Efficient Evaluation of Quantization-Effects in Neural Codecs
Wolfgang Mack, Ahmed Mustafa, Rafał Łaganowski, Samer Hijazy
TL;DR
The paper introduces an efficient framework for evaluating quantization effects in neural codecs by using surrogate data with a fixed bit budget and a lightweight surrogate codec to mimic non-linearities. It formalizes encoder/quantizer/decoder interactions, analyzes gradient-tracking challenges through $\mathcal{Q}$, and surveys approaches like STE, soft quantization, and noise emulation. A Modified Straight-Through Estimator (mSTE) is proposed to stabilize training by tying quantization noise to the computational graph via a noise-mcale factor, reducing encoder growth and divergence observed with standard STE. The framework enables rapid prototyping (training costs under 1 hour on a GPU with <400 MB memory) and is validated against an internal audio codec and the descript-audio-codec, demonstrating improved stability and performance. This work accelerates analysis of quantization in neural codecs and provides a practical path for future exploration of gradient estimators and architectural variations.
Abstract
Neural codecs, comprising an encoder, quantizer, and decoder, enable signal transmission at exceptionally low bitrates.

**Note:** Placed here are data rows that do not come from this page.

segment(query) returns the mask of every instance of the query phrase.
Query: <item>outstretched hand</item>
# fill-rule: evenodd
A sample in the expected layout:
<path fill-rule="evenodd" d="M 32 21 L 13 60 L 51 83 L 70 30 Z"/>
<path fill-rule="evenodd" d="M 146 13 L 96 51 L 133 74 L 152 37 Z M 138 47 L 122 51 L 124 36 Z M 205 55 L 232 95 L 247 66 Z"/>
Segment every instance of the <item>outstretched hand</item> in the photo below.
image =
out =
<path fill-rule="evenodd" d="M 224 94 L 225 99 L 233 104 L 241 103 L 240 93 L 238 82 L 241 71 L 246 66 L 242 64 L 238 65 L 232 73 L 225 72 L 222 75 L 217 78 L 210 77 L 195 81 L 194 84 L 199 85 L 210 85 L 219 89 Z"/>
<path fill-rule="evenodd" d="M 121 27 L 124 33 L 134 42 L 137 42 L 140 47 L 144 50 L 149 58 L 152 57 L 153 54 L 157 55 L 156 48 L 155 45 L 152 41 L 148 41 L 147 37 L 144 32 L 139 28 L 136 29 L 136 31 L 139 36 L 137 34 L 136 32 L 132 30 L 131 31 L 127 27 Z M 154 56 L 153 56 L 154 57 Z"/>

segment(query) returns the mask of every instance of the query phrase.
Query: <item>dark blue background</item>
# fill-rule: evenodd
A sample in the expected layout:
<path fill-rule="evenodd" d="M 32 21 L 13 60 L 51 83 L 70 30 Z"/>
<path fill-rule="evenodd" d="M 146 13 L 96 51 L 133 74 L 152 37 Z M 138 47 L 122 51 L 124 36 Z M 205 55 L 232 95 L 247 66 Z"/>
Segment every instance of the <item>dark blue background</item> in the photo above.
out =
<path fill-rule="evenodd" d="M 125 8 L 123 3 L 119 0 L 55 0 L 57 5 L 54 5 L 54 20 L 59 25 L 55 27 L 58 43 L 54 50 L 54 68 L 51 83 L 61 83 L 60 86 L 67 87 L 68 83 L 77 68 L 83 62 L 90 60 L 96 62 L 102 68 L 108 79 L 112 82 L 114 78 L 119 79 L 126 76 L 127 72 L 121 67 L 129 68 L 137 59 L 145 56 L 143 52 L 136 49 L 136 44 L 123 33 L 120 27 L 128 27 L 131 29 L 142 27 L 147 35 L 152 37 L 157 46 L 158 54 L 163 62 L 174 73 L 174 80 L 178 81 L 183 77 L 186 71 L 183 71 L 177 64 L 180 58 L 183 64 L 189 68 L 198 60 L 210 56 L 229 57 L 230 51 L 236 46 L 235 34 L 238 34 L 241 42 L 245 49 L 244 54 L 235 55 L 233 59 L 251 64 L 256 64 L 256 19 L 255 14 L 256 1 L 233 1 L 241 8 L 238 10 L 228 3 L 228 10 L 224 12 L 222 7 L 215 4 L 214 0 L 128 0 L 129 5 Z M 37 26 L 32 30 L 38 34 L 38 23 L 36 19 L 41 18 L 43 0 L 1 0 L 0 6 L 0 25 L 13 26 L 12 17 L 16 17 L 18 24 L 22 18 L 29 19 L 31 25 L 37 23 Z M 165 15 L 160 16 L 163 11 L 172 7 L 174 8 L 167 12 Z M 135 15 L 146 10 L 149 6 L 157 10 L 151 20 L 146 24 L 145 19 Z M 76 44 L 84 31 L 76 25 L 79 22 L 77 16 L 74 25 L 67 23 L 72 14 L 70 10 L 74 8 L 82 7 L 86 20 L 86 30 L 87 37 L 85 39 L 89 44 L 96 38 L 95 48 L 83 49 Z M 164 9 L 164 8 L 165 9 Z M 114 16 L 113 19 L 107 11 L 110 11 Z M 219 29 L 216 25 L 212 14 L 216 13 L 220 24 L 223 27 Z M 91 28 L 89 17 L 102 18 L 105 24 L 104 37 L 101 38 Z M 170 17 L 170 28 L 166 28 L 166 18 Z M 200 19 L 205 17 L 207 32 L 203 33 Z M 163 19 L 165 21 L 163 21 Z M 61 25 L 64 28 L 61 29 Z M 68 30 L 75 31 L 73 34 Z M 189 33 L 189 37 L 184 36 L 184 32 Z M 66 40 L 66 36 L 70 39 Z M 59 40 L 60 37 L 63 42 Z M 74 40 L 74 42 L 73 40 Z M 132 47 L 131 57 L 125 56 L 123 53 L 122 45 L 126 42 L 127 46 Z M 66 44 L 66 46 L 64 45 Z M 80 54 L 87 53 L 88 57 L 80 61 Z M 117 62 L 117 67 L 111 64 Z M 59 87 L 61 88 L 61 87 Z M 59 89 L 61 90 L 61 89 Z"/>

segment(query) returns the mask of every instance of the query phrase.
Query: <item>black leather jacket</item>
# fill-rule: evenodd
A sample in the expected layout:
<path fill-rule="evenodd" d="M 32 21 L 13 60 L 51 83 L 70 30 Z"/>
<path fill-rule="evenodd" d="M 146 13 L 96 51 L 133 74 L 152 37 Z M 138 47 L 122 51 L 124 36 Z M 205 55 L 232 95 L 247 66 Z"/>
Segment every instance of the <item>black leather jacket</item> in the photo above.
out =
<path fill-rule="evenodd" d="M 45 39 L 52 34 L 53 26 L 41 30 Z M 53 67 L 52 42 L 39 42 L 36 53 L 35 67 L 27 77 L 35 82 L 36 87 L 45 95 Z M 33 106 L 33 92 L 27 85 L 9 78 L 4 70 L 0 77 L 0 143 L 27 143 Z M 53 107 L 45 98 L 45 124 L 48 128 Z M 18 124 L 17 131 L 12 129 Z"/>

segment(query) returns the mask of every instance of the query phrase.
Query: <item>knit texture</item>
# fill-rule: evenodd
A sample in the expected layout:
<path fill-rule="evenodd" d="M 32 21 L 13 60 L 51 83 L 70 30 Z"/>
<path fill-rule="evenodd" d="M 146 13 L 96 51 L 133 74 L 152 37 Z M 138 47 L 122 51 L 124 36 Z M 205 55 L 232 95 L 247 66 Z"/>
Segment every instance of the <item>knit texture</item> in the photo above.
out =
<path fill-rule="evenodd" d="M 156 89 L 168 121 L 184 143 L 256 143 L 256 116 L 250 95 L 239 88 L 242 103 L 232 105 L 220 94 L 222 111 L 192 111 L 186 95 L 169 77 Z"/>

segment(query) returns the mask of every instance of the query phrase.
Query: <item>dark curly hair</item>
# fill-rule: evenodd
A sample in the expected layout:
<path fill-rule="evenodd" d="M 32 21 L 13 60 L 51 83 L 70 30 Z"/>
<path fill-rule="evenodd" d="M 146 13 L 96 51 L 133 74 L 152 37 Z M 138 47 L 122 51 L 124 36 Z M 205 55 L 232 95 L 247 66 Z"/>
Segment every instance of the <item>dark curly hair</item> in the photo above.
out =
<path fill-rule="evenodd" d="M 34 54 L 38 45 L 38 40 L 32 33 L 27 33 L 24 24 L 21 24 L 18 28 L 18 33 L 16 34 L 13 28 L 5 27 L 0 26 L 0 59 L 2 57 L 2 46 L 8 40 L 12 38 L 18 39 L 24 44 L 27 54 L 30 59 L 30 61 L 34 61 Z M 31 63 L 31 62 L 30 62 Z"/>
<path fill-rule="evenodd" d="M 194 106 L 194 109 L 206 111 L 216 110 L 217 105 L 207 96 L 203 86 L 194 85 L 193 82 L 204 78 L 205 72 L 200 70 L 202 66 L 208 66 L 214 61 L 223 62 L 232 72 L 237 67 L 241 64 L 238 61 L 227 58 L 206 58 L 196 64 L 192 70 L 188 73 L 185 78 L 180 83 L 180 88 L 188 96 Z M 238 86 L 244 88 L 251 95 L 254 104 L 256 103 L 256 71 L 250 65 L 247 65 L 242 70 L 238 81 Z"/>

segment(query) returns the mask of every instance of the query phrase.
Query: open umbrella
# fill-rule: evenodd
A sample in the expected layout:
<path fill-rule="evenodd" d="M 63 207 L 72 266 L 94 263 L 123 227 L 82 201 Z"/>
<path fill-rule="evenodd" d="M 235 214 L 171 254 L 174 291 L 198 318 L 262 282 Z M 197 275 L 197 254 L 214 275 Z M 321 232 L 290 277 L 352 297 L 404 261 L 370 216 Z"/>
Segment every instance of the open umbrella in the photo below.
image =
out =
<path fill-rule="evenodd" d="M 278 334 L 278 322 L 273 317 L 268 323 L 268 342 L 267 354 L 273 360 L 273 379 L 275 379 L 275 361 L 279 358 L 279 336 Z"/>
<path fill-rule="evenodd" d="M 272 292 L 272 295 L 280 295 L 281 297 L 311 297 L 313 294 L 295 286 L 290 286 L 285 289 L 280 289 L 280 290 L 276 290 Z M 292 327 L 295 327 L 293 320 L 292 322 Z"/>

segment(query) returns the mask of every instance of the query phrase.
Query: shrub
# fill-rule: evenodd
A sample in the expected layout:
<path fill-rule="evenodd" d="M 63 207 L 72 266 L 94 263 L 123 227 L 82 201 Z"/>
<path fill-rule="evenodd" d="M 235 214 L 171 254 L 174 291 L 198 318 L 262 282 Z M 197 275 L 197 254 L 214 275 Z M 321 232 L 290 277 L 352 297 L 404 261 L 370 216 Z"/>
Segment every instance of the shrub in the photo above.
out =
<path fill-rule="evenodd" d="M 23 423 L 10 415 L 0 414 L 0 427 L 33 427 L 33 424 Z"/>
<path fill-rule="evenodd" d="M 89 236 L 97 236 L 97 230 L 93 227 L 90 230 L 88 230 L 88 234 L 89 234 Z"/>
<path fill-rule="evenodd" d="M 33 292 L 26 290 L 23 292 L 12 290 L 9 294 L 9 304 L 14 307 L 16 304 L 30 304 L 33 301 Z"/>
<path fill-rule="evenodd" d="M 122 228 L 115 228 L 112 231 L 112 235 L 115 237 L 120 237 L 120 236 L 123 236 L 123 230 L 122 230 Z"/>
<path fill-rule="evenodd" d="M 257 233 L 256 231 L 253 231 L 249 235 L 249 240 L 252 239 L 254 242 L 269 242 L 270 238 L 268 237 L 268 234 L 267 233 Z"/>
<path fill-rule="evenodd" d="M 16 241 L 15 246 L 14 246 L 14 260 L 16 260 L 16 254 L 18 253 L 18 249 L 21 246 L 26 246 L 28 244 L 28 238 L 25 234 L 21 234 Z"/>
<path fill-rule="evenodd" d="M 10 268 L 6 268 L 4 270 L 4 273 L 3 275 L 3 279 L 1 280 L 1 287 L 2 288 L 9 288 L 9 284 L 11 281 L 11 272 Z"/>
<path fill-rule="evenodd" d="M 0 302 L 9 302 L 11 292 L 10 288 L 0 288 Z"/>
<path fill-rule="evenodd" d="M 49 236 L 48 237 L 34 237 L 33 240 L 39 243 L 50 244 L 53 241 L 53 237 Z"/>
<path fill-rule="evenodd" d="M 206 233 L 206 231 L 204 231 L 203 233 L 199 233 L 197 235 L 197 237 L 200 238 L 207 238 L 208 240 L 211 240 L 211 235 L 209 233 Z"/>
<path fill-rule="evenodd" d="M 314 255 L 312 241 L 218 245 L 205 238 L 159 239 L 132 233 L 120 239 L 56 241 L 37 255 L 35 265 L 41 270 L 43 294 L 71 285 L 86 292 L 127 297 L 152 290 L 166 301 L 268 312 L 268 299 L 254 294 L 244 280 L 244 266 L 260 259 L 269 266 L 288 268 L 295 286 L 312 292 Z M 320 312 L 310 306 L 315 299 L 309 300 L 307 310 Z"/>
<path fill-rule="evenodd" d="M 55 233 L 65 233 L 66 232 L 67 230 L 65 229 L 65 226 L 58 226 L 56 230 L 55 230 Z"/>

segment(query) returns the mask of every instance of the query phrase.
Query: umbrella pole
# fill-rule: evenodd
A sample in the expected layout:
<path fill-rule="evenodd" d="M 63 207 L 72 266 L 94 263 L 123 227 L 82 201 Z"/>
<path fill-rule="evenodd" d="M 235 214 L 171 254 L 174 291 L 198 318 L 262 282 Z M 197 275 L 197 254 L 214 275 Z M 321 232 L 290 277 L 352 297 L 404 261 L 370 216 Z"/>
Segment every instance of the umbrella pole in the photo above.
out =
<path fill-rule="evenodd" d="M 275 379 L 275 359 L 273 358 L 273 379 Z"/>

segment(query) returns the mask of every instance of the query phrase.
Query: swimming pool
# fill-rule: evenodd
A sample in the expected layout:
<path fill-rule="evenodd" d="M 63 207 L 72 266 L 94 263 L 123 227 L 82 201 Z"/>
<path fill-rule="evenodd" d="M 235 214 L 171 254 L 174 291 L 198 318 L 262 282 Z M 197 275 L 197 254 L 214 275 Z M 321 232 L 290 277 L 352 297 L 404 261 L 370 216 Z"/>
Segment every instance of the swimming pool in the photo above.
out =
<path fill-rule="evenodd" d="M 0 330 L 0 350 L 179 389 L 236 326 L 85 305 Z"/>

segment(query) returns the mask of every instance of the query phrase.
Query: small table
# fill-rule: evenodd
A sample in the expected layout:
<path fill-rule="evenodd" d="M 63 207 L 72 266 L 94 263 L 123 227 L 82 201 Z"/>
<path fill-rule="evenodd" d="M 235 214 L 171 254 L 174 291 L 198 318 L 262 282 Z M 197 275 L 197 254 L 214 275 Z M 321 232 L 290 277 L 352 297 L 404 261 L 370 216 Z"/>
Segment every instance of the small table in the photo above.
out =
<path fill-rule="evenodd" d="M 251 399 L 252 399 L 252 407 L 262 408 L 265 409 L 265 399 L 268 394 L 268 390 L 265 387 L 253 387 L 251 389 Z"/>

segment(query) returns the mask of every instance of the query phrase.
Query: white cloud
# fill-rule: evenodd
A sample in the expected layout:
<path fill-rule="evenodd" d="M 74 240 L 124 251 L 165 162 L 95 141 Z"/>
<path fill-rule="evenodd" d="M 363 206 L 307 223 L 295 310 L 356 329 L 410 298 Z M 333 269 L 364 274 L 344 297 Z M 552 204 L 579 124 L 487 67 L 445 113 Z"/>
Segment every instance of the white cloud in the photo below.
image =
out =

Training these systems requires techniques like the straight-through estimator, soft-to-hard annealing, or statistical quantizer emulation to allow a non-zero gradient across the quantizer. Evaluating the effect of quantization in neural codecs, like the influence of gradient passing techniques on the whole system, is often costly and time-consuming due to training demands and the lack of affordable and reliable metrics. This paper proposes an efficient evaluation framework for neural codecs using simulated data with a defined number of bits and low-complexity neural encoders/decoders to emulate the non-linear behavior in larger networks. Our system is highly efficient in terms of training time and computational and hardware requirements, allowing us to uncover distinct behaviors in neural codecs. We propose a modification to stabilize training with the straight-through estimator based on our findings. We validate our findings against an internal neural audio codec and against the state-of-the-art descript-audio-codec.